野党陣営が徹底抗戦=「現職当選」に反発―ベネズエラ大統領選から1週間
【サンパウロ時事】7月28日に行われたベネズエラ大統領選から4日で1週間となった。反米左派の現職マドゥロ大統領(61)が掌握する選管当局から当選を認められたことに、野党連合は選管の発表は操作されていると反発。自らが擁立した元外交官エドムンド・ゴンサレス氏(74)こそが「次期大統領」と主張する。政権交代を実質的な独裁政治からの「解放」と位置付け、徹底抗戦の構えを示している。
◇政権、弾圧強化
「最後までやり遂げる覚悟だ」。野党女性指導者マリア・コリナ・マチャド氏(56)が3日、周囲を埋め尽くした支持者らに訴えると、現場は大きく沸いた。この日は全土で数千人が抗議の意思を示すために行進した。

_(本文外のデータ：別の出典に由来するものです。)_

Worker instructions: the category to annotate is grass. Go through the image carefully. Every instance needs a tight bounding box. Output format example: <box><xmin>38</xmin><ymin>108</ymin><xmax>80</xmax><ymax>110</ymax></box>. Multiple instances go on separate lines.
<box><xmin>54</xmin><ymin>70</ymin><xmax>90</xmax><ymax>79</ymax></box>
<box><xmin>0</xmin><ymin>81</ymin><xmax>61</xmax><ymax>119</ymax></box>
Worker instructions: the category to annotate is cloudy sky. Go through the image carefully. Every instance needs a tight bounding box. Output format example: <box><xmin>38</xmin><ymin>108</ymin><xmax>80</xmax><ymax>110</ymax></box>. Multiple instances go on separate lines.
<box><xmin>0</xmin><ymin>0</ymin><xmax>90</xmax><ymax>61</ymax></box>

マチャド氏は昨年の予備選で野党統一候補に決まったが、政権側が出馬を阻止。同氏の下に主要野党が結集し、政権交代への期待が高まる大きなうねりに発展した。マチャド氏を19世紀にスペインの支配から解放し、独立を導いた英雄シモン・ボリバルと重ねる向きもある。

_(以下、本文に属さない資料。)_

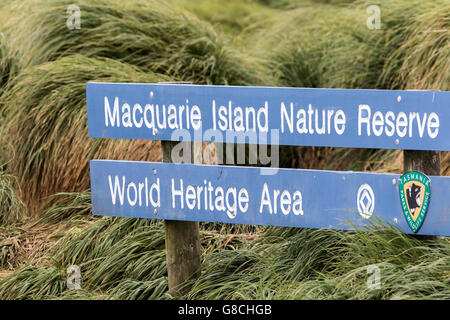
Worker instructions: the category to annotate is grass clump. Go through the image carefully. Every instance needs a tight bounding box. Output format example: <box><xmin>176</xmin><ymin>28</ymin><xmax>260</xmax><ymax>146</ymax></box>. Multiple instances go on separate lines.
<box><xmin>0</xmin><ymin>170</ymin><xmax>28</xmax><ymax>226</ymax></box>
<box><xmin>0</xmin><ymin>0</ymin><xmax>262</xmax><ymax>85</ymax></box>
<box><xmin>2</xmin><ymin>55</ymin><xmax>168</xmax><ymax>211</ymax></box>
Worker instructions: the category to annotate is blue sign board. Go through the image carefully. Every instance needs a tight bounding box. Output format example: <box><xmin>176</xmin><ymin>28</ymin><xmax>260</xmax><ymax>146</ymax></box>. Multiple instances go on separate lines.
<box><xmin>90</xmin><ymin>160</ymin><xmax>450</xmax><ymax>236</ymax></box>
<box><xmin>86</xmin><ymin>82</ymin><xmax>450</xmax><ymax>151</ymax></box>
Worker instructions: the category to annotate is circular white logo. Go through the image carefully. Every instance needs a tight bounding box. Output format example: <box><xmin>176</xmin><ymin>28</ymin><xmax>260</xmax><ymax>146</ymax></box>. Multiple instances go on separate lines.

投票所から得票を直接収集した野党陣営は、ゴンサレス氏が約720万票を獲得し、マドゥロ氏の2倍を超えたと主張している。選挙監視団の米非営利団体「カーター・センター」も、今回の選挙を「民主的とは考えられない」と指摘。「民主的な選挙プロセスへの人々の参加意欲」が「透明性を全面的に欠いた結果発表によって損なわれた」と結論付けた。

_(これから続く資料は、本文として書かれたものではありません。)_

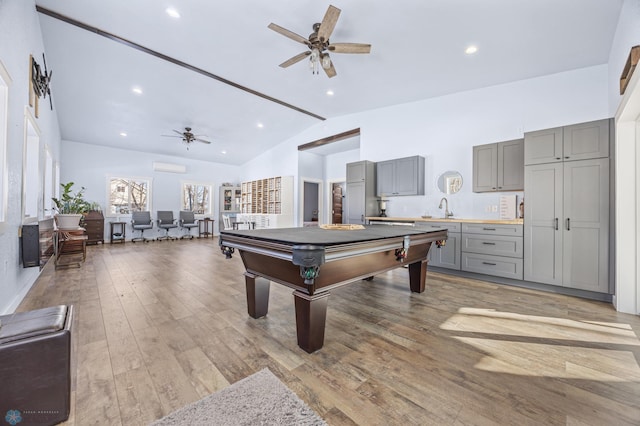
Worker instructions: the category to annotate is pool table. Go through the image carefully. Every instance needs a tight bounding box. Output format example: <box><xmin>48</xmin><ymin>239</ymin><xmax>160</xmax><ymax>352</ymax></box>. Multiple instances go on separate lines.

しかし選管当局は2日、マドゥロ氏の得票率が約52%で約43%のゴンサレス氏を上回ったと改めて発表した。選挙当日に続きマドゥロ氏当選を印象付けることで、既成事実化に躍起になっている。マドゥロ政権は、選挙翌日の大規模デモを受けて弾圧を強化。これまでに約2000人を逮捕したと明らかにした。人々が萎縮し、デモが下火になるのを狙っている。
シンクタンク「米平和研究所」は、このままでは現状が維持される恐れがあるとして「平和的な抗議活動が政権に圧力をかける唯一の手段だ」と分析。抗議を続けることで、政権からの軍の離反にもつながる可能性があると予想した。
◇詳細な結果公表を
ベネズエラ国外の動きも活発だ。マドゥロ氏当選にロシアや中国などが祝意を示したのに対し、先進7カ国(G7)外相が懸念を表明。米国やペルーなど米州の一部は、ゴンサレス氏の勝利という認識を公表した。
こうした中、ブラジル、メキシコ、コロンビアの3カ国は1日の共同声明で、詳細な開票記録を公表するよう要請した。これら中南米3カ国の左派政権はいずれも米国と一線を画し、マドゥロ氏と比較的友好な関係を構築している。同氏としても無視できず、対応が注目されている。